Chinese political slogan of CCP General Secretary

New productive forces (新质生产力), also called new quality productive forces, is a political slogan promoted by the Chinese Communist Party (CCP). It was coined by CCP General Secretary Xi Jinping during a visit to Heilongjiang in 2023 to promote manufacturing and innovation in the Chinese economy.

== History ==
The term was first mentioned by CCP General Secretary Xi Jinping during an inspection trip in Heilongjiang Province in September 2023, where he called for a new economic model based on innovation in advanced sectors and for China to "lead the development of strategic emerging industries and future industries".

From 11 to 12 December 2023, during the Central Economic Work Conference, Xi said the "core of deepening supply-side structural reform is to promote industrial innovation through scientific and technological innovation, especially disruptive and cutting-edge technologies to spawn new industries, new models, new drivers, and develop new productive forces".

On 5 March 2024, on the sidelines of the second session of the 14th National People's Congress, Xi addressed deputies from Jiangsu Province, calling for local governments to develop new productive forces based on their local conditions in order prevent the formation of bubbles or adaptation of a single economic model. He also said "developing new productive forces does not mean neglecting or abandoning traditional industries" but rather to "use new technologies to transform and upgrade traditional sectors and actively promote high-end, intelligent and green industries". On the same day, the State Council listed new productive forces as a top priority in a government report.
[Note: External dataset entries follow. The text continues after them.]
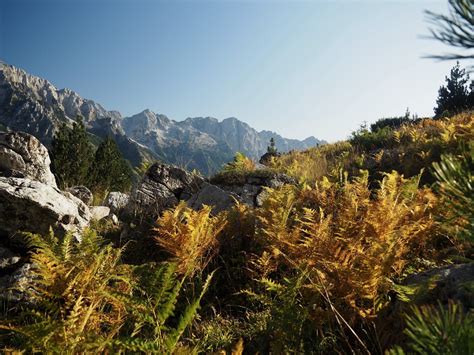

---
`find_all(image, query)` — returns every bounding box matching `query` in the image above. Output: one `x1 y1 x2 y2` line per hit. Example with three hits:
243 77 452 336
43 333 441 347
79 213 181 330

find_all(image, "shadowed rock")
127 163 204 218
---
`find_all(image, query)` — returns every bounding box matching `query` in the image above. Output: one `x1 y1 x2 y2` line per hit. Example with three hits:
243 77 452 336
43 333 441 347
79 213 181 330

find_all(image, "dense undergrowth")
1 113 473 353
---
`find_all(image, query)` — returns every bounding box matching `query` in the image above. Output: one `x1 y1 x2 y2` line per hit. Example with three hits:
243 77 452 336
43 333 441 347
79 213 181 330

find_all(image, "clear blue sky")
0 0 456 142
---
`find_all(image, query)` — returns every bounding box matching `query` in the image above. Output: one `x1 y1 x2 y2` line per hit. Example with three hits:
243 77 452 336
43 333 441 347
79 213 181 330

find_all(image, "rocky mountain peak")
0 62 324 175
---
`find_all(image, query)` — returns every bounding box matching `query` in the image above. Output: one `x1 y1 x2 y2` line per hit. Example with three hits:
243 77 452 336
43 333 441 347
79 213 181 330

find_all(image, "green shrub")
388 302 474 355
432 146 474 242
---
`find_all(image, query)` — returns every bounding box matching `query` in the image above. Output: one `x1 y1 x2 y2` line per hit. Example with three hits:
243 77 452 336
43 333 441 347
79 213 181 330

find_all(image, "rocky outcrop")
0 177 90 239
65 185 93 205
128 163 296 217
0 131 57 187
0 260 33 302
128 163 204 217
211 170 297 207
105 192 130 214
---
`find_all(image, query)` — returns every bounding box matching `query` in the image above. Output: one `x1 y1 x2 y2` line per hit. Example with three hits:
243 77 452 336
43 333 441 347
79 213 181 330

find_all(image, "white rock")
0 177 90 239
90 206 111 221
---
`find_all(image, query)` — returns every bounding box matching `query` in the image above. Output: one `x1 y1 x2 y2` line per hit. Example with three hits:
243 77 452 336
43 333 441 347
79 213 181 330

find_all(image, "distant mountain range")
0 61 324 175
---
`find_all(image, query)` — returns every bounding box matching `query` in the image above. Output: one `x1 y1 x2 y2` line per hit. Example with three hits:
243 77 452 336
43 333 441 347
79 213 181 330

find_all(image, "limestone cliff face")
123 111 325 174
182 116 324 159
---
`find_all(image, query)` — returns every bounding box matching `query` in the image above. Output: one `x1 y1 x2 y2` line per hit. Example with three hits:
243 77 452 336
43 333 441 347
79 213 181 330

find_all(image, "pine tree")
425 0 474 67
89 136 132 193
434 62 474 118
51 117 94 188
267 137 278 154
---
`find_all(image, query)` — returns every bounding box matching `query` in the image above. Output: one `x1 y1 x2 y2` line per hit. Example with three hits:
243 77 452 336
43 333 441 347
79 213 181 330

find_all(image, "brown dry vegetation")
1 113 473 353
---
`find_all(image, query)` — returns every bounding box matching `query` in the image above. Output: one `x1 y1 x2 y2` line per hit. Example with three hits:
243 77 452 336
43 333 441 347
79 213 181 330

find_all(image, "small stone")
90 206 110 221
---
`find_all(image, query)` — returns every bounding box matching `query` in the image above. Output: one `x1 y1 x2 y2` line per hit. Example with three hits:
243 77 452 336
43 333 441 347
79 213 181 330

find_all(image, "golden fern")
154 201 227 275
253 170 439 320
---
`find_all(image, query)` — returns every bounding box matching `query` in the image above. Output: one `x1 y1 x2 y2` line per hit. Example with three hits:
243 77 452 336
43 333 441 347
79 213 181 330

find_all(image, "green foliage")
370 109 420 132
109 263 213 353
88 136 133 194
388 302 474 355
51 117 94 188
134 159 154 177
351 124 395 151
434 62 474 118
50 118 132 194
267 137 278 154
242 272 328 354
432 146 474 241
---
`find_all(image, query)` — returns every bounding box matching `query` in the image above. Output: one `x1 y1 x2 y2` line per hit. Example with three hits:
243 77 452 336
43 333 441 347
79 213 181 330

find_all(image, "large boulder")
105 191 130 214
65 186 93 205
128 163 204 217
401 263 474 309
187 182 240 214
0 177 90 240
0 131 57 187
259 151 280 166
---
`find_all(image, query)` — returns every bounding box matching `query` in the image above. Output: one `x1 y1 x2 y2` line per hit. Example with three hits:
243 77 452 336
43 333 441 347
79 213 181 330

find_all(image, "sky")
0 0 457 142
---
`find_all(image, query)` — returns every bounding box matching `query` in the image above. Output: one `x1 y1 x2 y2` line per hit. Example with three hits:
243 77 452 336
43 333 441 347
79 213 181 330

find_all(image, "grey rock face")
0 177 90 239
402 263 474 309
187 182 240 214
105 191 130 214
128 163 204 217
0 131 57 187
0 261 34 302
65 185 93 205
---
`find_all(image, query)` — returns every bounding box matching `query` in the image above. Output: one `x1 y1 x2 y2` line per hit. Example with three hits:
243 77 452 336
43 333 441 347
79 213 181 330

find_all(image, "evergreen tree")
267 137 278 154
51 117 94 188
434 62 474 118
89 136 132 193
425 0 474 67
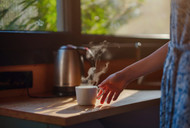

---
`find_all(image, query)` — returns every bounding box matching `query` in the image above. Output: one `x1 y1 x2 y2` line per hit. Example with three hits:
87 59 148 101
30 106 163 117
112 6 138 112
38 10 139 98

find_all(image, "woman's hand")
98 71 128 104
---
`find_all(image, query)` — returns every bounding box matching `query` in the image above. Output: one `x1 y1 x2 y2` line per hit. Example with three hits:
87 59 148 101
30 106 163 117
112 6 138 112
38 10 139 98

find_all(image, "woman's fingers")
97 89 103 100
97 86 106 99
113 91 121 101
98 85 122 104
100 89 110 104
107 92 115 104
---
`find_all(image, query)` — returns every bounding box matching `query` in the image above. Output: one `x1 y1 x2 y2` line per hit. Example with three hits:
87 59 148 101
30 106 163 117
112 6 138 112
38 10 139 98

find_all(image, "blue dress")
160 0 190 127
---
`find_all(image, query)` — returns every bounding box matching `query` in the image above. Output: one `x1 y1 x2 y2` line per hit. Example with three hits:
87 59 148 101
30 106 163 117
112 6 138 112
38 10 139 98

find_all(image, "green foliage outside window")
0 0 144 34
81 0 144 35
0 0 57 31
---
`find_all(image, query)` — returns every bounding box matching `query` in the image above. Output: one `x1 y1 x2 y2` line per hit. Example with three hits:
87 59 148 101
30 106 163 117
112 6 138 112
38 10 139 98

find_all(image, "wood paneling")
0 64 54 98
0 58 162 98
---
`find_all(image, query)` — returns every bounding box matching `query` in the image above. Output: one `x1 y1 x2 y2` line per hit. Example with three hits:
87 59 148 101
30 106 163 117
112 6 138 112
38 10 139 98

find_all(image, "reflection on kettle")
54 45 94 97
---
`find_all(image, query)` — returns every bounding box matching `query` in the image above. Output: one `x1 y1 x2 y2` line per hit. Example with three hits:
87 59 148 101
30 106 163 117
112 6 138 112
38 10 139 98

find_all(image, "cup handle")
97 87 104 99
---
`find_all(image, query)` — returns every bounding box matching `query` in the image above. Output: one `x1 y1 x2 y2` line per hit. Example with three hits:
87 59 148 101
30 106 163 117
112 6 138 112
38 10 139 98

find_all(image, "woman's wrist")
117 68 134 86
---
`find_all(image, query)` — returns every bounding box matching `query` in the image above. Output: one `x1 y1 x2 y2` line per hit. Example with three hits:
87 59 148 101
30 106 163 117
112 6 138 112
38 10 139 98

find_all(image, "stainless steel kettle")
54 45 93 96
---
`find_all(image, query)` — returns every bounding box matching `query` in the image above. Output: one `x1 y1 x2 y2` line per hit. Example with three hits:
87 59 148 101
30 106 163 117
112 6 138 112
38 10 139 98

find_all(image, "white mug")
75 85 104 105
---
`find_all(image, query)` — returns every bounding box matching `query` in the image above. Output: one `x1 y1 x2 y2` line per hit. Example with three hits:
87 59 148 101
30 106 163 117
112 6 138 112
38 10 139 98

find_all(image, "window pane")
81 0 170 36
0 0 57 31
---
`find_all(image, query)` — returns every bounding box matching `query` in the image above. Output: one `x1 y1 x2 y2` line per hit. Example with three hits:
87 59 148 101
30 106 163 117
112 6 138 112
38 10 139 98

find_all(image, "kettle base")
53 86 76 97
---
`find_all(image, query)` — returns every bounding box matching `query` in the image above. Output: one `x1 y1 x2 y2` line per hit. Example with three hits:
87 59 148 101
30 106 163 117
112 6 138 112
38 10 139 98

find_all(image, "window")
81 0 170 37
0 0 170 35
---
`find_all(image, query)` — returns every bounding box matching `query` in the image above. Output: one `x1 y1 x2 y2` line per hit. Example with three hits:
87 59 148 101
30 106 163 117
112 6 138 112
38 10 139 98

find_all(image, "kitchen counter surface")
0 90 161 126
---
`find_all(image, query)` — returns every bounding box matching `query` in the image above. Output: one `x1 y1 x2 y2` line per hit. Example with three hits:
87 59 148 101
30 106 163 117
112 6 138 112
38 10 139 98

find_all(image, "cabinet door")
0 116 47 128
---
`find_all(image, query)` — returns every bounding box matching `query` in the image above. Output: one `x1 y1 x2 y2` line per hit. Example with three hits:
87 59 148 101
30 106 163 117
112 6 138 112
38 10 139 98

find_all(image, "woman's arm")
121 41 169 84
98 42 169 104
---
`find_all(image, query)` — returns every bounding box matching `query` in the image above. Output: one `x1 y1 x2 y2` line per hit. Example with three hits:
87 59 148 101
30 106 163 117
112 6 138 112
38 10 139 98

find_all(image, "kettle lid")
60 45 77 50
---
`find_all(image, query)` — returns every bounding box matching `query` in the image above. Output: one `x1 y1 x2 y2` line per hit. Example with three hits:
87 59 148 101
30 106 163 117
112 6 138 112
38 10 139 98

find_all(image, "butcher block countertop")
0 90 161 126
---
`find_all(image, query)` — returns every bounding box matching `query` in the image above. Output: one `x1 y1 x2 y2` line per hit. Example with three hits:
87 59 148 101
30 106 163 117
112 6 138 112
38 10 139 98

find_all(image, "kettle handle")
77 46 95 77
77 46 94 60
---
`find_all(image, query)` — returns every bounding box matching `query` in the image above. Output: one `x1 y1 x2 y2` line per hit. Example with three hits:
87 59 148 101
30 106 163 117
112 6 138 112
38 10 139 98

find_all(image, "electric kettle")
54 45 93 96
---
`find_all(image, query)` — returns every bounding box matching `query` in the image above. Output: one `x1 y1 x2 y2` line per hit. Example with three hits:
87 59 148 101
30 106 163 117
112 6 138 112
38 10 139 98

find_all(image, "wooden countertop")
0 90 161 126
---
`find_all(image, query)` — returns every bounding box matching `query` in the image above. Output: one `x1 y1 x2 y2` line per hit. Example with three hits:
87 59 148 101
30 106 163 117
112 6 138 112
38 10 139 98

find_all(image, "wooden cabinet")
0 105 159 128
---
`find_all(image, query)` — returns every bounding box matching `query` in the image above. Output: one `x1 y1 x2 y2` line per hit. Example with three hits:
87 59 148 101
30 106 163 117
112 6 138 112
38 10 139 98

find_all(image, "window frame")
0 0 169 66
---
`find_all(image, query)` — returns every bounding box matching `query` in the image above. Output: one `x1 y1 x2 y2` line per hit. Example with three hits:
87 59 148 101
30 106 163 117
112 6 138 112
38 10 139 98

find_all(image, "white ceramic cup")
75 85 104 105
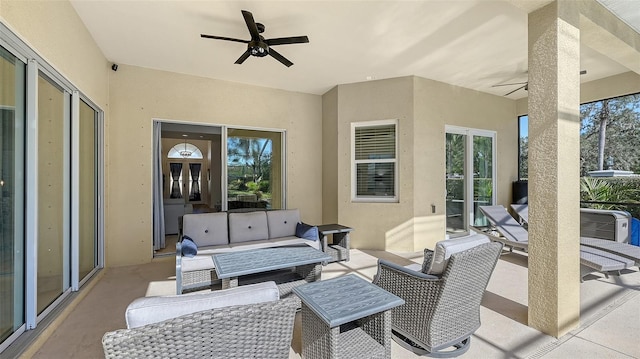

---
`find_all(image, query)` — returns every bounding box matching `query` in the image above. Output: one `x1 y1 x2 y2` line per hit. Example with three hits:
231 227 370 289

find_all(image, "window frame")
351 119 399 203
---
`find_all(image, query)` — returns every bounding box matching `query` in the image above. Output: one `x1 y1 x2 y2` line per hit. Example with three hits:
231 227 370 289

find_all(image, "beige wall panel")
336 77 415 251
581 71 640 103
0 0 109 106
414 77 517 250
321 87 339 224
334 76 516 252
108 65 321 266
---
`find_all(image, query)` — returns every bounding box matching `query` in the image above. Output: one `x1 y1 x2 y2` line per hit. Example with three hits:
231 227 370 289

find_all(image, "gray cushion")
228 211 269 243
266 209 301 239
182 212 228 247
427 234 490 275
125 281 280 329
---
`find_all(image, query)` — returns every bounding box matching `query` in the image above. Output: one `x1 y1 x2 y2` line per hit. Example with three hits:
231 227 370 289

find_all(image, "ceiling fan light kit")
201 10 309 67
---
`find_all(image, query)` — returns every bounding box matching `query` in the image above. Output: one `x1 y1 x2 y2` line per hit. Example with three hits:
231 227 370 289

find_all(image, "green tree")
227 137 272 183
581 94 640 175
519 135 528 179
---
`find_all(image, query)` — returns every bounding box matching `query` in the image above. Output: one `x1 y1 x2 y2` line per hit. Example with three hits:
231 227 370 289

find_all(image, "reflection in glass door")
227 129 282 211
473 135 494 226
0 46 25 345
445 126 495 235
78 100 98 281
37 73 70 314
445 133 466 233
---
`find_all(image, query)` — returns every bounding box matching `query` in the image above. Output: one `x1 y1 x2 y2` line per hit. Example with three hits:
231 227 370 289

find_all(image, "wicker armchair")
102 283 298 359
373 239 503 357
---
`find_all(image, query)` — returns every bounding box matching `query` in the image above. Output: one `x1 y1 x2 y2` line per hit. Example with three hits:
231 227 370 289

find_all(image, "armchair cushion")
180 236 198 257
427 234 490 275
125 281 279 329
296 222 319 241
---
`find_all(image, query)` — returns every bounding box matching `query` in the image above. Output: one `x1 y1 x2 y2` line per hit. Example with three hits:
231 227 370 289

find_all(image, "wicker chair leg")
392 330 471 358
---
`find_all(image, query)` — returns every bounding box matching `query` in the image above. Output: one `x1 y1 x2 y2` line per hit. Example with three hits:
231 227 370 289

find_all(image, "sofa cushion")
228 211 269 243
181 236 198 257
269 236 321 251
266 209 301 239
296 222 319 241
125 281 280 329
427 234 490 275
182 212 228 247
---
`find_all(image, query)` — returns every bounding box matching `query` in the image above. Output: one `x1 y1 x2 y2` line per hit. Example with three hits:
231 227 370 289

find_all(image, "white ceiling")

In 2024, Xi'an University of Science and Technology established a "New Quality Productive Forces Research Center", to be led by university president Lai Xingping. From Xi's first mention of the term in September 2023 to 1 May 2024, the term appeared on Chinese academic database CNKI 1,073 times.

== Overview ==
The New York Times describes the focus on new productive forces as increasing innovation and economic growth by large investments in manufacturing, especially on high-tech and clean energy sectors, as well as more spending on research and development.

In March 2024, Xinhua News Agency said in contrast to "traditional productive forces" the new productive forces are an "advanced productivity that plays a leading role in innovation and breaks away from the traditional economic growth mode and productivity development path". It says it features "high technology, high efficiency, and high quality".

State media has used it to refer to industries ranging from tourism to the "new three"; electric vehicles, batteries and renewable energy. Xi has said the test for new productive forces will be whether they will be able to generate improvements in total factor productivity. Xi also said the new productive forces will come from the application of science and technology to production. Study Times of the Central Party School called the term as a development of the theory of the productive forces from Marxism and said it further enriches Xi Jinping Thought on Economics.